At least 900 people, including 100 soldiers and police, have been killed in a crackdown on Morsi's Muslim Brotherhood in the past week, the bloodiest civil unrest in Egypt's modern history.

The United States and the European Union are both reviewing aid to Egypt in light of the bloodshed, but Saudi Arabia, a foe of the Brotherhood, has promised to make up any shortfall.

Although at 85 Mubarak probably has no political future, his release would be seen by many in the Arab world as rehabilitation of an old order of six decades of rule by military men - and even a reversal of the 2011 pro-democracy uprising that brought him down.

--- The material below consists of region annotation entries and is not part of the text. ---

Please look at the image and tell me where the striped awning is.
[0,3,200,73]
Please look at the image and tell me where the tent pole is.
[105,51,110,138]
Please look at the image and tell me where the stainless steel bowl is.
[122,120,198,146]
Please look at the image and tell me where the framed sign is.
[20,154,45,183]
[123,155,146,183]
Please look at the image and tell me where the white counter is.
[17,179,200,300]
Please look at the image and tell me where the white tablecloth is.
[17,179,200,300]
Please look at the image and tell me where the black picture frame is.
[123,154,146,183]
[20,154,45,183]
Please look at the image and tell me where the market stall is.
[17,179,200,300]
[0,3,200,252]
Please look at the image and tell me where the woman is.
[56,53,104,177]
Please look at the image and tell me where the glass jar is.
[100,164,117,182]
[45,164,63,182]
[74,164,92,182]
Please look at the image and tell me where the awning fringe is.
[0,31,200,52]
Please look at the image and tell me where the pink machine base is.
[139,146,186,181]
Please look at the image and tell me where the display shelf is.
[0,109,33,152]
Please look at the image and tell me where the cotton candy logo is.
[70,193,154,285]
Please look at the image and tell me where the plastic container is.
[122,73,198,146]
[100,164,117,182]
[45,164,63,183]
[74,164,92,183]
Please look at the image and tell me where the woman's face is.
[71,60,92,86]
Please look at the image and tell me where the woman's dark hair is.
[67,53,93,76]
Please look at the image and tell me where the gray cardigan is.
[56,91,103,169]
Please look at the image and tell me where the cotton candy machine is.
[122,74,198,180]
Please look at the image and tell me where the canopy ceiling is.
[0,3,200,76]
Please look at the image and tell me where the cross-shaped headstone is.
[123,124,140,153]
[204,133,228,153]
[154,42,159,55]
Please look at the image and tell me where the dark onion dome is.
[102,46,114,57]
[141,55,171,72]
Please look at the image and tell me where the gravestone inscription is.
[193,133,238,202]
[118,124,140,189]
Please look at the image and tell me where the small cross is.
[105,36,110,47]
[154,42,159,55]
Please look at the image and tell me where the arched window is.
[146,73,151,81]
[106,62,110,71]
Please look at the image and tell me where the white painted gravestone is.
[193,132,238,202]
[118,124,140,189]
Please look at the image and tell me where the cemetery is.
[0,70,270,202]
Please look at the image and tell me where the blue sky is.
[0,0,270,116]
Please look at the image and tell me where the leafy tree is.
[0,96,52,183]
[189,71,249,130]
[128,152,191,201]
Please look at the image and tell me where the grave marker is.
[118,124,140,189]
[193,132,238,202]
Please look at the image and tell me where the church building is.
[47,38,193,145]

The generals ousted Morsi, Egypt’s first freely elected leader, on July 3rd, saying they were responding to the will of the people following vast demonstrations demanding his removal.

They have installed an interim administration to oversee a roadmap they say will lead Egypt back to democracy.

The authorities now portray their quarrel with the Muslim Brotherhood, Egypt's best-organised political force, as a fight against terrorism and are jailing its leaders, including its "general guide", Mohamed Badie, detained in Cairo on yesterday.

Saudi Arabia and the United Arab Emirates, which along with Kuwait have promised Egypt $12 billion in aid since Mursi’s overthrow, have frowned on Mubarak’s detention all along.

Arab diplomats said the conservative Gulf states had lobbied for the release of a man they once valued as a strong regional ally.

Mubarak’s trial, when he appeared in a courtroom cage, and his jailing also affronted some Egyptian officers. One colonel, who asked not to be identified, said the treatment of the former supreme military commander had “tarnished the army’s image”.